Уилл знал, что его родители в свое время пристрастились к наркотикам, что полюбили они друг друга безоглядно, не задумываясь о последствиях. Он видел, что мать потом сумела взять себя в руки, но отцу — так и не удалось, поэтому Уилл ничего от него и не ждал. Мать часто принималась возмущаться тем, какое тот безответственное существо; Уилл принимал это как данность, факт жизни — вроде того, что бывают птицы сизые, а бывают черные. Его отец был самим собой, вот и все.

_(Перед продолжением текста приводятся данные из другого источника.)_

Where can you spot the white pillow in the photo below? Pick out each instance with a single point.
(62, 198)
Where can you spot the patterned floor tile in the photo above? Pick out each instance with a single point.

Время от времени происходили неприятности. Сэм иногда показывался в школе, где учился Уилл, и это всякий раз оборачивалось скандалом. Когда он был в первом классе, Сэма пришлось выдворять насильно, с помощью полицейских. Во всяком случае, утверждали, что пришлось. Уилл мог бы и без них утихомирить одурманенного наркотиками отца — он уже пробовал и ему удавалось. А ну-ка, два шага — и убежим, и спрячемся на лестничной клетке, в подземке, в подвале, в закусочной. Сэм был параноик. Уилл выучил это слово с малолетства. Он знал, что это значит, когда Сэм стоит на тротуаре напротив школы и кричит, что его сына собираются убить, что ему отовсюду грозит опасность. Уилл тогда подошел к окошку и наблюдал, как забирают его отца. Шуми, кричи, хоть надорвись — будет только хуже. Если бы можно было составить для отца памятку: пригнись пониже, разожми и свесь руки, чтоб не сломались как спички, — не сопротивляйся…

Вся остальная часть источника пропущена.